My goal has been to max my TFSA first, but those tax returns from contributing to an RRSP can be too appealing to pass up. My wife, who has a pension, doesn’t really plan to contribute to her RRSP at all. I wonder if others are in a similar boat.
@AnotherLoonie – thanks for your comment. I’d disagree that contributing to an RRSP would be a mistake if you needed the money before retirement. In that case you’d likely be unexpectedly unemployed and so it could be perfectly sensible to draw from your RRSP at that point.
Certainly if you have shorter-term financial goals it wouldn’t make sense to contribute to an RRSP vs a TFSA or even high interest savings account.
Even with a pension it can make sense to contribute to an RRSP. Pension income and RRIF income (at 65) is eligible to be split with a spouse (up to 50%) so you’d have some tools to reduce your tax rate.
Those are some great tips, Robb. I didn’t know one could split pension income in that way. Thank you.
Great article. 1 common item missed in many articles and books is how much higher you’ll be taxed on your RRSP if you receive a pretty good pension. I never forgot what my friends dad had said regarding his RRSP. He said he wised he never contributed as he’s been taxed very high.
Mind you I’m not even sure how he invested his RRSP when he was contributing to it. To add to that he also forgets that he receives the tax benefit when he contributed to it.
I work for the same company and am lucky that they still have a defined benefit pension.
I believe in purchasing RRSP’s and if you still have funds to purchase TFSA funds. Just make sure they are both invested! The first time I sat down with a certain bank personnel to open and fund a TFSA they never bothered to tell me that it had to be allocation or invested in anything. Therefore it sat in daily interest savings…. (Not for long as i got educated quickly) lol
Hi Melissa, thanks for your comment. I’ve written hundreds of financial plans and it is very rare to be in a higher tax bracket in retirement as you were during your working years, even if you have a pension.
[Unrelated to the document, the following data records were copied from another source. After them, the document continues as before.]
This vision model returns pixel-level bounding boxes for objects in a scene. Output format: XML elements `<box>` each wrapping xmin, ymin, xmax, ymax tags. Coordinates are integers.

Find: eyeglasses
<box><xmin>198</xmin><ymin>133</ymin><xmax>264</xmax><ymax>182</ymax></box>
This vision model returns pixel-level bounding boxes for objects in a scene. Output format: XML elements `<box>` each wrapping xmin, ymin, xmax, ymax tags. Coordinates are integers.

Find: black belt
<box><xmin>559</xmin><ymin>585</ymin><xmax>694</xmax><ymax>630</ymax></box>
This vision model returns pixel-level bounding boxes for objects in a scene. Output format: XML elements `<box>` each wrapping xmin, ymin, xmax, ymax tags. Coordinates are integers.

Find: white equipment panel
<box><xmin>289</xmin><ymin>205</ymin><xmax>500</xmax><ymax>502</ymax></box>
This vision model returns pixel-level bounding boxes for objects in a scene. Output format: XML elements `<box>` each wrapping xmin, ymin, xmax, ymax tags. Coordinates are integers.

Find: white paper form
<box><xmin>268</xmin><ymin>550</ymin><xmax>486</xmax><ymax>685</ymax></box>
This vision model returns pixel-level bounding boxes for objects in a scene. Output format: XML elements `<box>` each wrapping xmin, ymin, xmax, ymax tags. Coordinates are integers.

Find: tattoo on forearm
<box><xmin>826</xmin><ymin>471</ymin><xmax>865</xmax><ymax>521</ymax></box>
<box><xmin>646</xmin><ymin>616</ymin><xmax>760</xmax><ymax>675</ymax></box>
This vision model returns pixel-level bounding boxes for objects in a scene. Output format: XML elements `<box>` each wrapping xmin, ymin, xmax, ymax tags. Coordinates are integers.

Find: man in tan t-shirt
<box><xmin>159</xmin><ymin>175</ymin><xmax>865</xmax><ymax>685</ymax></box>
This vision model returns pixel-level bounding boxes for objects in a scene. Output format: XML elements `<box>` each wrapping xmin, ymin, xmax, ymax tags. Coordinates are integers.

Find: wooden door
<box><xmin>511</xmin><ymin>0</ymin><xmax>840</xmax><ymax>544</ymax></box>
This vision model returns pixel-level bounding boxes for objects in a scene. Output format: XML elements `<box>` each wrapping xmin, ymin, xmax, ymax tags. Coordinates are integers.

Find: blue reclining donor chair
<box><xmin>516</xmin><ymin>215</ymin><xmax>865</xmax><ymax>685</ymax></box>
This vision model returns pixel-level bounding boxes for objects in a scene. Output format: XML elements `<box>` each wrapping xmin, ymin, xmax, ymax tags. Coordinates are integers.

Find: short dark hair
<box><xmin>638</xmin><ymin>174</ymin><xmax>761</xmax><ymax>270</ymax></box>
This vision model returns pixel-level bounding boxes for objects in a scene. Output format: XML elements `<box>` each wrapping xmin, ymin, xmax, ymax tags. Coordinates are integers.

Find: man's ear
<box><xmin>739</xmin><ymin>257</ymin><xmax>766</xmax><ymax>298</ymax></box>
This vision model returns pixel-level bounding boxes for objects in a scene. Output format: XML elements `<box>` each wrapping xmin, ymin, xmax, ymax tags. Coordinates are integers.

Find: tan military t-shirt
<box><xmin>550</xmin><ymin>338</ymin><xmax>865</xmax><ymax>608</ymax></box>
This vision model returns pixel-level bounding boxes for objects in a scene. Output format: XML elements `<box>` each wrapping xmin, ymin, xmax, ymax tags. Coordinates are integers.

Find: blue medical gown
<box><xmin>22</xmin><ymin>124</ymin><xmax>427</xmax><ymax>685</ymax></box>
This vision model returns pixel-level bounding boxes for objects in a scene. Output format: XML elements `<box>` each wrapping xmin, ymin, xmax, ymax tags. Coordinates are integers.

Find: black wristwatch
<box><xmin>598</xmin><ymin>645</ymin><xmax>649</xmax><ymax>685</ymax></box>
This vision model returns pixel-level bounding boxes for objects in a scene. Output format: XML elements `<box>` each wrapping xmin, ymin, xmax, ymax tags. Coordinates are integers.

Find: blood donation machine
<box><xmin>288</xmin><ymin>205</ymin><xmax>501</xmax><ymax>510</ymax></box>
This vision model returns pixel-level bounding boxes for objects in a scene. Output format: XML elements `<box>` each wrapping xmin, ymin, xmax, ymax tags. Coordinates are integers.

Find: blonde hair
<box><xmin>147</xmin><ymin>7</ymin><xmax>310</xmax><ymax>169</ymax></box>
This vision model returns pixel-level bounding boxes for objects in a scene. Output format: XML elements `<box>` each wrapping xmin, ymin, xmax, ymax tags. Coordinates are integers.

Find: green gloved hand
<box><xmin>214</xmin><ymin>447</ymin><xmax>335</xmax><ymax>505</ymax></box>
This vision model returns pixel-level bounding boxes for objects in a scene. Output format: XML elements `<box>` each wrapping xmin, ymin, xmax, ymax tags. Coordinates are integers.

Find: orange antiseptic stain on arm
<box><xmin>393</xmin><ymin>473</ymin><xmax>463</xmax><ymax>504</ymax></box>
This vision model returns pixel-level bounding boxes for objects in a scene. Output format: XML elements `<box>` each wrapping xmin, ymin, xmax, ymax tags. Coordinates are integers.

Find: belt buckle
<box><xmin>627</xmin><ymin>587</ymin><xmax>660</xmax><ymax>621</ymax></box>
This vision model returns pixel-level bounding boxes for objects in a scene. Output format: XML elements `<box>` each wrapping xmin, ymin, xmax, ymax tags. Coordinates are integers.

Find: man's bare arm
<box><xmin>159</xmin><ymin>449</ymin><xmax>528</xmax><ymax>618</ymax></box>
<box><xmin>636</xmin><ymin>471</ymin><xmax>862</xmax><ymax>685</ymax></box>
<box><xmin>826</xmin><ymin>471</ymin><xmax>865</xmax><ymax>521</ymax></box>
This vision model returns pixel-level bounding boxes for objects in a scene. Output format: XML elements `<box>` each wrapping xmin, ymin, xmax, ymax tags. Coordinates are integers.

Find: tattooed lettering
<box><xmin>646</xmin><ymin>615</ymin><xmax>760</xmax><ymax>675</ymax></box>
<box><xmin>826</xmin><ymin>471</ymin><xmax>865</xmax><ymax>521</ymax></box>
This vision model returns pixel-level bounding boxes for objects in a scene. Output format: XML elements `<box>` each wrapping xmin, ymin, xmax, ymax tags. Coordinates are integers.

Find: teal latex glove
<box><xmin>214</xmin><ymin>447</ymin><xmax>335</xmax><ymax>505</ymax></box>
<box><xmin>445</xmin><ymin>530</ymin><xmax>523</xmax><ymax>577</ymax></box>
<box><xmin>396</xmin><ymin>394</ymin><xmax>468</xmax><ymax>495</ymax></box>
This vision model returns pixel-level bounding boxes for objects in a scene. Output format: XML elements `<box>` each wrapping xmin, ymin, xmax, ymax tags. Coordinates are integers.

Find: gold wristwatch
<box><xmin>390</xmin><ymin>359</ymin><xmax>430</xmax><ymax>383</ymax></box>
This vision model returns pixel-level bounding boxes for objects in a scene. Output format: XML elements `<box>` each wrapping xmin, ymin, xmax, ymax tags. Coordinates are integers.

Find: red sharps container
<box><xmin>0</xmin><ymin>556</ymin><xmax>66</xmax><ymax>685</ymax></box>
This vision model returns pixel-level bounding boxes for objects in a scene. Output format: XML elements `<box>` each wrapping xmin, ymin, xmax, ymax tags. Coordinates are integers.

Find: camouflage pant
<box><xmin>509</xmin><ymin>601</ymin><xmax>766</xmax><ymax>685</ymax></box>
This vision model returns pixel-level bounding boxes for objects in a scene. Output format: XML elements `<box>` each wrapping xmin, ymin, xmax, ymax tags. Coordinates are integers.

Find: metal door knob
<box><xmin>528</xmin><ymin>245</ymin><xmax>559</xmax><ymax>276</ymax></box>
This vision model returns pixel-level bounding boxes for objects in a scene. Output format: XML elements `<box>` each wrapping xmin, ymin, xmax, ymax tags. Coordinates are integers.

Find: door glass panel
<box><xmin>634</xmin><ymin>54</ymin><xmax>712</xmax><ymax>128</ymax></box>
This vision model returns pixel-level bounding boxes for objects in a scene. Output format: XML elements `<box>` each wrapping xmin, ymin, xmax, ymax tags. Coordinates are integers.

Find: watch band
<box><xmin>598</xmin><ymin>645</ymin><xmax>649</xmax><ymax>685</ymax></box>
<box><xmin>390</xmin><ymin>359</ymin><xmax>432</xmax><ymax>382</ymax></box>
As I mentioned above in my response to AnotherLoonie, retirees have the benefit of being able to split eligible pension income (including RRIF income) with their spouse. This typically leads to a lower tax rate in retirement.
That, and you’re often supplementing your income with cash savings that has already been taxed.
The one thing I’ll say about retirees today is they didn’t have the benefit of contributing to a TFSA during most of their working years so the RRSP was the only tax advantaged account. Of course, as you said, they probably still forget or conveniently ignore the tax deduction they received when they contributed in the first place.
I think people don’t think of the TFSA deposit in terms of the pre-tax contribution amount, it’s that they have a certain amount of money available, in your terms $1000 and that’s what’s going to go into one account or the other. So the calculation in their more basic terms, is if I put that $1000 in TFSA, I’ll never pay tax on it, but if I put it in RRSP, the government is coming for their 40% someday. But if you add up the contributions in the RRSP (and it takes years to finish, when you deposit that $400, the next year you get another $160, the year after $64) you’ve contributed $1666, back where you would be with the pretax amount of the original TFSA amount.
Hi. Thanks for the article. I think another important difference between TFSA and RRSP is that RRSP withdrawals are permanent (Except for certain exceptions) whereas TFSA withdrawals can be contributed again the following year.